Rep. Johnson has signed on as a cosponsor of the H.R. 1148, the Stop Trading on Congressional Knowledge Act, or Stock Act. Rep. Johnson was also one of the 14 original cosponsors of the legislation that was first introduced in 2006 by former U.S. Rep. Brian Baird.
"I regret we weren't able to get any further with this legislation five years ago," Rep. Johnson said. "Members of Congress should enjoy no greater privileges than anybody else in this country. Whether there is wrongdoing occurring or not, this legislation must be in place to help eliminate any doubt."

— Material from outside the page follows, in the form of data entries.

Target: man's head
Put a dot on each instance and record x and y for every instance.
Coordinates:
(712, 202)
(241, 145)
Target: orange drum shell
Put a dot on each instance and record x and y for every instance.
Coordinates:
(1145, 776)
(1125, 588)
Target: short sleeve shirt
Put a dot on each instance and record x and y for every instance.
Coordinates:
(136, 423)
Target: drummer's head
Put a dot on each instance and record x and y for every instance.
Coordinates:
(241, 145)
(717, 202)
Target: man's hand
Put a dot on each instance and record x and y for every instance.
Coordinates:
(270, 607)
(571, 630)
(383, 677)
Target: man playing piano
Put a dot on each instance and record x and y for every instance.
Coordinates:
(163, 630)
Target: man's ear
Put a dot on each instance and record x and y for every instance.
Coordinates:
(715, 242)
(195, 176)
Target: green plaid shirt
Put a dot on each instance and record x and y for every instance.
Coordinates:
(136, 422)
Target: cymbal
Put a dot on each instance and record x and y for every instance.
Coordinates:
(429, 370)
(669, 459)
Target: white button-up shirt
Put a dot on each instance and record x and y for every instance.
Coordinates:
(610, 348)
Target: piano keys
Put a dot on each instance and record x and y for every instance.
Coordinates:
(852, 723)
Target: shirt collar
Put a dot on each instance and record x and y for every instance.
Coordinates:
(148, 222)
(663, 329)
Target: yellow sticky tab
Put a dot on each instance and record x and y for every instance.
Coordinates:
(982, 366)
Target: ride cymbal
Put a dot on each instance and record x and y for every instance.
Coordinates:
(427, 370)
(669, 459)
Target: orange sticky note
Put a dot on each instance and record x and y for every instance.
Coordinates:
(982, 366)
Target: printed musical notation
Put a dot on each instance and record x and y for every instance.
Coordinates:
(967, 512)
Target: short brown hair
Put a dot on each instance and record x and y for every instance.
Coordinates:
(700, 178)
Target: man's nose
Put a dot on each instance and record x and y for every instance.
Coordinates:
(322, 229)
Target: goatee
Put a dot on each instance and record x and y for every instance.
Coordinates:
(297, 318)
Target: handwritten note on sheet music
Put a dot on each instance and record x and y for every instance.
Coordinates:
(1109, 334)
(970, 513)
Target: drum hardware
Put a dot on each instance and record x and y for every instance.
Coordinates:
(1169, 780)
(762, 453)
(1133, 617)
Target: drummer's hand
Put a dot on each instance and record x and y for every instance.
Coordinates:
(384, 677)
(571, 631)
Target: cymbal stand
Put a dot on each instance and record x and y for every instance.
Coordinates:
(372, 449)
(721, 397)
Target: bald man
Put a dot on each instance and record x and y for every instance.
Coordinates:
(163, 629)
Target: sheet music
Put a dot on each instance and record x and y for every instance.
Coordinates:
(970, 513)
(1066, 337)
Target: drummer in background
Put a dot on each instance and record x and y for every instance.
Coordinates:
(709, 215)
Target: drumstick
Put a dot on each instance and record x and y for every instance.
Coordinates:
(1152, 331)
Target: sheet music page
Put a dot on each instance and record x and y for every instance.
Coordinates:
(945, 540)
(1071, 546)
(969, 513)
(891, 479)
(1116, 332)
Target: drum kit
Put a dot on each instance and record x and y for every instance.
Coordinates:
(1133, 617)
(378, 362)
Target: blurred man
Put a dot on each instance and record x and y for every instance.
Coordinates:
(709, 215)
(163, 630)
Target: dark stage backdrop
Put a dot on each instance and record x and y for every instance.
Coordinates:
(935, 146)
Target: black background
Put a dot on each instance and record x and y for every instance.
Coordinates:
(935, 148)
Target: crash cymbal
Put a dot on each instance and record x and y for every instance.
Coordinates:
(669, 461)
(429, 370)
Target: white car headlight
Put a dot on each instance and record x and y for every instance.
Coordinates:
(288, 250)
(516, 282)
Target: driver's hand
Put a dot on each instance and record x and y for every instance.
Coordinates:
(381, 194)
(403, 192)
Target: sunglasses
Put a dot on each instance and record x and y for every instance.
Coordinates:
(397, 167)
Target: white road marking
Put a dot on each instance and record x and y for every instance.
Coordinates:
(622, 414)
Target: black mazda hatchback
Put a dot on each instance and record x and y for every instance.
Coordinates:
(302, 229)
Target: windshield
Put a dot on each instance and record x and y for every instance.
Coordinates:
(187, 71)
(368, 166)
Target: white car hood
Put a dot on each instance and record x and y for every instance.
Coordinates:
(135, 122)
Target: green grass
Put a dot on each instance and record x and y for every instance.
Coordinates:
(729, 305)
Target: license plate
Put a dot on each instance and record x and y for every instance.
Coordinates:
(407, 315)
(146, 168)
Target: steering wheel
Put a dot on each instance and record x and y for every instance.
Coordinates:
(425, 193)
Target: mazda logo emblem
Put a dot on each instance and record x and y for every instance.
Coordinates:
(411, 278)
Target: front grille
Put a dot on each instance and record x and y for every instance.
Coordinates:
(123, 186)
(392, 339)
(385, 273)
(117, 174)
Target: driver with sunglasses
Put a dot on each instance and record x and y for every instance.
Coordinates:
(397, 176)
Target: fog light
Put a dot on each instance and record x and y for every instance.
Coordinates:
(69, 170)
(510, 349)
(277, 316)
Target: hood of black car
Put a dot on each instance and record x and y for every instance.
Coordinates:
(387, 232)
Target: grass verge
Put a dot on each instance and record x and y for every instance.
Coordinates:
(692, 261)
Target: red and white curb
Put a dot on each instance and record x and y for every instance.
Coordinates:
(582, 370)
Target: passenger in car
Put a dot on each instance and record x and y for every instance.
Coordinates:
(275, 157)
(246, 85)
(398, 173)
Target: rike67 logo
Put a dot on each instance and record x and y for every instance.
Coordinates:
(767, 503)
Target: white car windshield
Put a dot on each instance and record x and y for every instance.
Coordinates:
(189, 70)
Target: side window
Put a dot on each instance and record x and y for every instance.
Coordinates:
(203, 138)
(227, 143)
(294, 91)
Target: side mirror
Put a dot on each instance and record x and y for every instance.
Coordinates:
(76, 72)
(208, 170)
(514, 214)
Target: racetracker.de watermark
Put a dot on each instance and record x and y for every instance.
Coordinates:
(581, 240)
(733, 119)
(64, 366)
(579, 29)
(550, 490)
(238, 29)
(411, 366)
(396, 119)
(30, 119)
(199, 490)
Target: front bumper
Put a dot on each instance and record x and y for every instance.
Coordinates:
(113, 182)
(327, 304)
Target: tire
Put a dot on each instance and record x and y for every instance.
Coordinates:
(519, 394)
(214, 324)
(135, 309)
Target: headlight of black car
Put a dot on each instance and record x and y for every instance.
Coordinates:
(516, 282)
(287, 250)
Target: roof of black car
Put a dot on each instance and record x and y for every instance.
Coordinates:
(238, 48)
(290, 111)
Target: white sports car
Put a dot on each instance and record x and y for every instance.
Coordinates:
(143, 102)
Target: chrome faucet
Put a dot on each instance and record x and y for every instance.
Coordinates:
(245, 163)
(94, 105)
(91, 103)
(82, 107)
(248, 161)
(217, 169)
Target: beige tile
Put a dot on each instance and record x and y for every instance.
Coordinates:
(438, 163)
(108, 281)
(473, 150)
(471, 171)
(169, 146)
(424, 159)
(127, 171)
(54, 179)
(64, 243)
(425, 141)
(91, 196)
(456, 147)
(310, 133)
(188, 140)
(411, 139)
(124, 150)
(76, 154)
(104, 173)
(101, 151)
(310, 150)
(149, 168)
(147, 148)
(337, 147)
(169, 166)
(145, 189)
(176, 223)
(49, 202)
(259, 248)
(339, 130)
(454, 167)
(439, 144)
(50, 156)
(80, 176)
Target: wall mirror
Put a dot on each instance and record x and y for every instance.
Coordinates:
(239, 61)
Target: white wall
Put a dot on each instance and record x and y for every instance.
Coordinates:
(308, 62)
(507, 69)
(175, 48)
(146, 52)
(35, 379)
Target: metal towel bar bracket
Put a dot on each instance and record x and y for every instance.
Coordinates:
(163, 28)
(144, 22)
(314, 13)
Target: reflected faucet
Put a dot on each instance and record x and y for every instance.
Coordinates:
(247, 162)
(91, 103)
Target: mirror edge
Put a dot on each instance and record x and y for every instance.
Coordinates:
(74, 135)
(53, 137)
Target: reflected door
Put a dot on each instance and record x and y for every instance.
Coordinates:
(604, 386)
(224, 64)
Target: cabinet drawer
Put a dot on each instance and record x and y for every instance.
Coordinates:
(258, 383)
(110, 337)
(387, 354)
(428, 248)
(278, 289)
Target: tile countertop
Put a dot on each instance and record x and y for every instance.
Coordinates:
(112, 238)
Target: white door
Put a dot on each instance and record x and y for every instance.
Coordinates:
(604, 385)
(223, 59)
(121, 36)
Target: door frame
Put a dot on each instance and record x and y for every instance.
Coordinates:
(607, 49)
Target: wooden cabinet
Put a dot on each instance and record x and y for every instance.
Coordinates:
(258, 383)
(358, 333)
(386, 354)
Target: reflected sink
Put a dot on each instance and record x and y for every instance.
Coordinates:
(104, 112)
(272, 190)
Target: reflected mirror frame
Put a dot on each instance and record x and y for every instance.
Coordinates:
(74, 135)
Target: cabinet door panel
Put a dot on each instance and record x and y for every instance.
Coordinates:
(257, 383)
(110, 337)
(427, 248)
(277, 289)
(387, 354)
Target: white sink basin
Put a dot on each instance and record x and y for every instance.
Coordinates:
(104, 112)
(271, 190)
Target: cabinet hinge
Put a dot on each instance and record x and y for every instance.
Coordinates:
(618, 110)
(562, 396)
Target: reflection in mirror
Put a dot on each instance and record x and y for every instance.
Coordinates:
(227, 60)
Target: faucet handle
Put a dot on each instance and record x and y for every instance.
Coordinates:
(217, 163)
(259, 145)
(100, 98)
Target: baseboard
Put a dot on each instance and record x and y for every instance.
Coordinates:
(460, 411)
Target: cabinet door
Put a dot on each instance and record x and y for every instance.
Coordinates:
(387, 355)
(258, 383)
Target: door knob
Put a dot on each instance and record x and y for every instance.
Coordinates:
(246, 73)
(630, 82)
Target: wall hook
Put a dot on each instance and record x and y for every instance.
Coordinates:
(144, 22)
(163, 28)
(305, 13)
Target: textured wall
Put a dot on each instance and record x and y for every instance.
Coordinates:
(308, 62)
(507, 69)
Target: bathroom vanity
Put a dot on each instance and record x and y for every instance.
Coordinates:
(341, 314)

The legislation gained prominent attention last week when former Rep. Baird appeared on CBS' "60 Minutes" to help detail possible abuses. His appearance was coupled with the release of a recent book by Peter Schweitzer examining how members of Congress use their position to enhance their incomes.
If enacted, the bill would prohibit members of Congress and their staff from using information not available to the public to guide them in making or selling investments. This sort of insider trading is illegal for most Americans, but the prohibition has never been extended to Capitol Hill.
It would further amend the Code of Official Conduct of the Rules of the House of Representatives to prohibit certain House personnel from disclosing material nonpublic information relating to any pending or prospective legislative action relating to either securities of a publicly traded company or a commodity if such personnel has reason to believe that the information will be used to buy or sell the securities or commodity based on such information.
"This is just basic common sense," Rep. Johnson said. "We aren't in Congress to profit. We aren't there for perks. If there is even any appearance of an impropriety, we are obligated to eliminate it."